How does size-exclusion chromatography (SEC chromatography) work?

Also known as gel-sieving chromatography.

> Porous beads are packed in the column.

> Small peptides must pass through the beads, getting into heavy “traffic,” because they have no choice. This heavy traffic causes small peptides to go elute slowly. It is very unlikely for small peptides to pass around the traffic.

> Big peptides do not fit in the pores of the beads, and pass around the traffic, causing them to elute faster.

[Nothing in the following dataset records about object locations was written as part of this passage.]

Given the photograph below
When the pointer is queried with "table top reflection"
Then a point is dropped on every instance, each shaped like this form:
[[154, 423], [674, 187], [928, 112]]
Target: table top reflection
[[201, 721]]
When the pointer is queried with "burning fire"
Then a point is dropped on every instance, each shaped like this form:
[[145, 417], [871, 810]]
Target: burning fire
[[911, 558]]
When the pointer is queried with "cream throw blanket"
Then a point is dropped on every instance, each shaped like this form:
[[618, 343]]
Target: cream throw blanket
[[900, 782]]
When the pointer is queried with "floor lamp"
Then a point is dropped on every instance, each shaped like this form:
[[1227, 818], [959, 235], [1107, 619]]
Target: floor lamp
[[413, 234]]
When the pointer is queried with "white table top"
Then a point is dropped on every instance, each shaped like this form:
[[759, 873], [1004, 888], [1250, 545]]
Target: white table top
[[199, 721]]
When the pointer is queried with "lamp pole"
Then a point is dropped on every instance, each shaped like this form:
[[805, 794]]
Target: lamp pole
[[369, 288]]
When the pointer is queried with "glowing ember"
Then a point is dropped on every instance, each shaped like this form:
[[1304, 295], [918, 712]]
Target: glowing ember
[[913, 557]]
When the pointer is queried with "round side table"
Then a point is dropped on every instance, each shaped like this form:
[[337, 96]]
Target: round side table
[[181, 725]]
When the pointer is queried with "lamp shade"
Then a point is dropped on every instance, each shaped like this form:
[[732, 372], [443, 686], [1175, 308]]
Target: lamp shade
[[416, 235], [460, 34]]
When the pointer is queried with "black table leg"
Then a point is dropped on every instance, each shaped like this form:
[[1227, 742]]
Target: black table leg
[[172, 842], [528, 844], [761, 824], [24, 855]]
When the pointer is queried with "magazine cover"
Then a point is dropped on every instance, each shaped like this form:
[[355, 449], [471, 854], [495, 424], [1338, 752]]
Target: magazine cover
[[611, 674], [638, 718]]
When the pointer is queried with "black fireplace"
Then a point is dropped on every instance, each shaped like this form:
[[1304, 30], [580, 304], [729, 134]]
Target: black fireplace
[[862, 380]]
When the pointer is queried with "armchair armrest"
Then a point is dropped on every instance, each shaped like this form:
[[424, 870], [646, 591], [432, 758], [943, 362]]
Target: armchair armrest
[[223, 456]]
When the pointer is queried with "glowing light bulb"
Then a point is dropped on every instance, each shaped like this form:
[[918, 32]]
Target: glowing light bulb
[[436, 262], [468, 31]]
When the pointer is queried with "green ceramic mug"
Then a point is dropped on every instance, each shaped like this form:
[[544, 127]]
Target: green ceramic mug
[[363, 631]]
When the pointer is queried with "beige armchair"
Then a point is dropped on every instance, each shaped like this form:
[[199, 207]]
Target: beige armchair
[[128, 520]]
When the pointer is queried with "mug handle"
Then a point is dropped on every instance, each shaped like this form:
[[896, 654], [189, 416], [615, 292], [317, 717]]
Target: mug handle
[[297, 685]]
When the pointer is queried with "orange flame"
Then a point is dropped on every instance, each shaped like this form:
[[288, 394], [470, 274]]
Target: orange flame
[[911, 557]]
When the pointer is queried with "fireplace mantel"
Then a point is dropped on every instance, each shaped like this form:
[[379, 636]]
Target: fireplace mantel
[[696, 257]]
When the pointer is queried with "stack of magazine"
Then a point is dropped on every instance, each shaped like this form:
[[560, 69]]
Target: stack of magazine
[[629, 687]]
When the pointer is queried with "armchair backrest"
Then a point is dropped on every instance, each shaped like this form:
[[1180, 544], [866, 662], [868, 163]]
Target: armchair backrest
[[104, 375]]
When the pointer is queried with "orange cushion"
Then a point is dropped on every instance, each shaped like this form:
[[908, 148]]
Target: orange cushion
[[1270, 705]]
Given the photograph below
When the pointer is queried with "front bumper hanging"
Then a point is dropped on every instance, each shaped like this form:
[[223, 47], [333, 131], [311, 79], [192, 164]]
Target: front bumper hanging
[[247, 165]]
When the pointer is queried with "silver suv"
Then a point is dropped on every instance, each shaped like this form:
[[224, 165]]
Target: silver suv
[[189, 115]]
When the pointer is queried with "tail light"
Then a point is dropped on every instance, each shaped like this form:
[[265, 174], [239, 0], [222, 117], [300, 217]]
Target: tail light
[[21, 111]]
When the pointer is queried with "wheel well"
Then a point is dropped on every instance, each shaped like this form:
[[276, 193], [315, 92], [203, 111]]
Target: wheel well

How does affinity chromatography work?

> Attach ligands to beads in column.

> Mixture of peptides are added to the column.

> Ligands on the beads attach to the binding site of the peptides the ligands are specific to.

> The rest of the peptides are eluted out of the column.

> The competitors are added to the column, fighting the ligands for the binding sites of the protein, i.e. ligands vs. competitors.

> Competitors win and take the proteins as their trophies and go home (they exit the column).

> What does sodium dodecyl sulfate–polyacrylamide gel electrophoresis (SDS-PAGE) measure?

> How does SDS-PAGE work?

• SDS-PAGE = estimates mass of protein.

• It works in this series of steps:

> SDS binds to proteins → gives them uniform negative charge + denaturing them.

> Polyacrylamide gel = molecular sieve → smaller proteins move faster.

> Electric current applied → (-) charged proteins migrate towards (+) electrode.

> All proteins have uniform charge → separate based on size, w/ smaller proteins moving faster.

> Bands visualized by staining with Coomassie Blue or Silver.